Since then the Binsfelds have adopted four more children, each with a variety of health problems and disabilities. They also were able to have three children of their own.

The Binsfelds know that older children, especially those with health or emotional problems, have the hardest time being adopted. But they said parents who take a chance will be surprised by how the children overcome their disabilities.

Now 19, Sarah played in national wheelchair basketball tournaments and earned a wheelchair basketball scholarship to the University of Arizona in Tucson.

"You learn to love who they are," Jeanne Binsfeld said.

Last year Clark County launched a campaign to recruit foster and adoptive families for the growing number of children in state custody. In about a year the campaign brought in about 200 families, but the majority were only interested in taking in children they could adopt.
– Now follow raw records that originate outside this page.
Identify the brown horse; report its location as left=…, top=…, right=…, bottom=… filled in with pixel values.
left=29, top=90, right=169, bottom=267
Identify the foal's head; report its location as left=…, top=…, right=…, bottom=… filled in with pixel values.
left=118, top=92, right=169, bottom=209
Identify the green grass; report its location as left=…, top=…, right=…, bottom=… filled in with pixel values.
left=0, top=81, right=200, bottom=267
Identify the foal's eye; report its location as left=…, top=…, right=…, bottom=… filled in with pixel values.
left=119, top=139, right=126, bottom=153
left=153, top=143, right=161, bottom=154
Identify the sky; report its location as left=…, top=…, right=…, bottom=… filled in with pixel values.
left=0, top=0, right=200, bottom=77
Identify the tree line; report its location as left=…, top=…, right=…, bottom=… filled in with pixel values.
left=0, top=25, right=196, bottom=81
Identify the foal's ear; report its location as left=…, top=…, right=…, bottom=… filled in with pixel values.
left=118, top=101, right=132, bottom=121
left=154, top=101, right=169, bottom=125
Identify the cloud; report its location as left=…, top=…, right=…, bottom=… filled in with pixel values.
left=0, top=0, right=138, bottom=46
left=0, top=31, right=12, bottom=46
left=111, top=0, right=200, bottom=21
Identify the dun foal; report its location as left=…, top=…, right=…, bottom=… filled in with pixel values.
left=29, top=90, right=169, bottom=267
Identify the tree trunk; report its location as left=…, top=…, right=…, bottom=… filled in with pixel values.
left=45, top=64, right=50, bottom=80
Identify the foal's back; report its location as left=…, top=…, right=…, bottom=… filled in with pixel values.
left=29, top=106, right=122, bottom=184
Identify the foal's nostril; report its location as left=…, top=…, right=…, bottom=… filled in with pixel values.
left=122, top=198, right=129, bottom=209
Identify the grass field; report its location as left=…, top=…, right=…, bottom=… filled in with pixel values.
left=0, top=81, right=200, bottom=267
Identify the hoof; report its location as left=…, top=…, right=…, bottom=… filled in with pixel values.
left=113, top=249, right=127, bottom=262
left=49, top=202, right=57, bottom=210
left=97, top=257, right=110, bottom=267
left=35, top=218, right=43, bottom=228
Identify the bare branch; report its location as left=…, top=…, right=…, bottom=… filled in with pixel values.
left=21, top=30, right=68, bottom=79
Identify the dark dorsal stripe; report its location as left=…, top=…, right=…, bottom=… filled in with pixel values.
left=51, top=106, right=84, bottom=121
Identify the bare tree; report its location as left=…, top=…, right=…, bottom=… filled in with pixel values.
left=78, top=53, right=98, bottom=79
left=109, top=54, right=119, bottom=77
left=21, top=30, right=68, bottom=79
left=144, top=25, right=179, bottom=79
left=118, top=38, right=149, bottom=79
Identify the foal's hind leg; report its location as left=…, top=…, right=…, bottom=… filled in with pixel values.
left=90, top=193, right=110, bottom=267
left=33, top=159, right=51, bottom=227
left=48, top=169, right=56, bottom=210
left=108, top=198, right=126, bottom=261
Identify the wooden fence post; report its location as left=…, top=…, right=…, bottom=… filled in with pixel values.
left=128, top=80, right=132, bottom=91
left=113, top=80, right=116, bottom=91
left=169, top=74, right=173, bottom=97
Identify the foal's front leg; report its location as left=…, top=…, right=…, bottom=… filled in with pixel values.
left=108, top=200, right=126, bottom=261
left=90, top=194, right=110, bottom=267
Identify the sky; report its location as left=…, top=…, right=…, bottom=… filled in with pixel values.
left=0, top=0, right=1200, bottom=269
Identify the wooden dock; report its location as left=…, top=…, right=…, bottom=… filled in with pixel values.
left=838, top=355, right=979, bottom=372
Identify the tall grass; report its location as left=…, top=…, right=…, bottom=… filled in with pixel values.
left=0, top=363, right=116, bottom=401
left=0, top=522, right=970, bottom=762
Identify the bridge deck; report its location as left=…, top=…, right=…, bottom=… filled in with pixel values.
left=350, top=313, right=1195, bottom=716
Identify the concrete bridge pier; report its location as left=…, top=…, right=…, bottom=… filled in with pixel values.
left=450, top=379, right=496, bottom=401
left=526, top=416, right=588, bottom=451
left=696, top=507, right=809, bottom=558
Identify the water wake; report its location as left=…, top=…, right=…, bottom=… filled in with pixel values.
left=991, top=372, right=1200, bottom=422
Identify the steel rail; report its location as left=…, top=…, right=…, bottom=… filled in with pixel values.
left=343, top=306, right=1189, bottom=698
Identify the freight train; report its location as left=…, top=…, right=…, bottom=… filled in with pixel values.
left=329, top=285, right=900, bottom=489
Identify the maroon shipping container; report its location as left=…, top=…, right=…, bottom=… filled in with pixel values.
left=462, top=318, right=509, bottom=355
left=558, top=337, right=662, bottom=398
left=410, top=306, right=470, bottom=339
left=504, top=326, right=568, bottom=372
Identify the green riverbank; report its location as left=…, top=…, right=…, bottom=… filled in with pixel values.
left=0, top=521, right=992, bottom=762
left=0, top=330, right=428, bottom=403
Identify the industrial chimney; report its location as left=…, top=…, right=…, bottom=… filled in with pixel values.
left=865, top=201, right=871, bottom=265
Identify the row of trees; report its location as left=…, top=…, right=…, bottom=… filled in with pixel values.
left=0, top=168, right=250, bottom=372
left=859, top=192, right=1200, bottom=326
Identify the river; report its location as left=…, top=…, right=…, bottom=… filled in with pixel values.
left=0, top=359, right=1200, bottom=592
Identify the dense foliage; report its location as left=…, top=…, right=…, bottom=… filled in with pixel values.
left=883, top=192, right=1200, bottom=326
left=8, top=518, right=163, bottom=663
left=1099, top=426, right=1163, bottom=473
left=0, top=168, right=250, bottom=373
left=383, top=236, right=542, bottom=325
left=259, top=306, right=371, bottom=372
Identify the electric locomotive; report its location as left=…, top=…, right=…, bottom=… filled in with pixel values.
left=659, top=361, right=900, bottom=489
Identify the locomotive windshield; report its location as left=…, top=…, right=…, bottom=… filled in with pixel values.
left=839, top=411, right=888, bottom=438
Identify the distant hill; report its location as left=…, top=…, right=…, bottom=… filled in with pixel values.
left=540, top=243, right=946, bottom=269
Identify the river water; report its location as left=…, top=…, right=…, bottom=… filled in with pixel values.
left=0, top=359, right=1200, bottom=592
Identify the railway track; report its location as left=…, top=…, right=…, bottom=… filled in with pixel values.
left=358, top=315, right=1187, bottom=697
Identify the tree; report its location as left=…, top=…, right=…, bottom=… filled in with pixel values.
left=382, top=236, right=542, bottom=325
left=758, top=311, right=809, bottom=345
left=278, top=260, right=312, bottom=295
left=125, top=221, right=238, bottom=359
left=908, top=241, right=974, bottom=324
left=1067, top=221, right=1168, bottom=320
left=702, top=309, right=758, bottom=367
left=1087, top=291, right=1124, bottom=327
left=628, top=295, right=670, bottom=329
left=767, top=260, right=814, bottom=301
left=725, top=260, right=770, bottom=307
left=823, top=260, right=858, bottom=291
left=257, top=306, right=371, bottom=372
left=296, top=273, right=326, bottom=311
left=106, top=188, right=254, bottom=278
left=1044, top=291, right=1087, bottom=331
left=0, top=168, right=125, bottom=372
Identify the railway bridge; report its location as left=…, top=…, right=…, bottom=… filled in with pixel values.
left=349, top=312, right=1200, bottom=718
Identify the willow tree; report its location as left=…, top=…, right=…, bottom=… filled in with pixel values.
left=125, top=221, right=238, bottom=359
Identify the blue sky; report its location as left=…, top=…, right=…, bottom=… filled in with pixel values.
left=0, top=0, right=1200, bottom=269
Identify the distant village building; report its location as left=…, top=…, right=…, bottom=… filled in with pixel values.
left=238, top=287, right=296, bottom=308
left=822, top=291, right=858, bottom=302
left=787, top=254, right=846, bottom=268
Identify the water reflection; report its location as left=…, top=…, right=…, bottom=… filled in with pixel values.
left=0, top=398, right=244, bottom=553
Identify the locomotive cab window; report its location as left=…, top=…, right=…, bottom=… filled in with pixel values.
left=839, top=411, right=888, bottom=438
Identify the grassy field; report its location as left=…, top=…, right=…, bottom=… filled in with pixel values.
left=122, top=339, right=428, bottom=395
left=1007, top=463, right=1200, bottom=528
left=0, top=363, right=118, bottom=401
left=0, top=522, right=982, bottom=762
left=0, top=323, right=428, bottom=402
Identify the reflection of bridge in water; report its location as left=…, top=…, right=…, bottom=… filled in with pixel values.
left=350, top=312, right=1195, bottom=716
Many of the children in Child Haven, the county's overcrowded children's shelter, are on track to reunite with their families, so adoption isn't an option. In recent months, the county's Department of Family Services has stopped licensing families who are only interested in adoption to focus on licensing homes for short-term foster care.

The Binsfelds hope potential adoptive parents will open their homes to children who would otherwise be left wards of the state.

"It's such a gift to give a child, and they have so many gifts to give you," Jeanne Binsfeld said.

One local man has discovered that for himself.

Jamie Jackson and his wife, Sherrie, had two children of their own, but when they couldn't conceive any more they turned to adoption. In three years they have adopted six children. All of the children share the same biological parents.

Jackson, who works for Sierra Health Services in Las Vegas, said the children's eyes glow now that they have found a stable home with plenty of love.

"You won't find the perfect child," he said, "but you will find your child."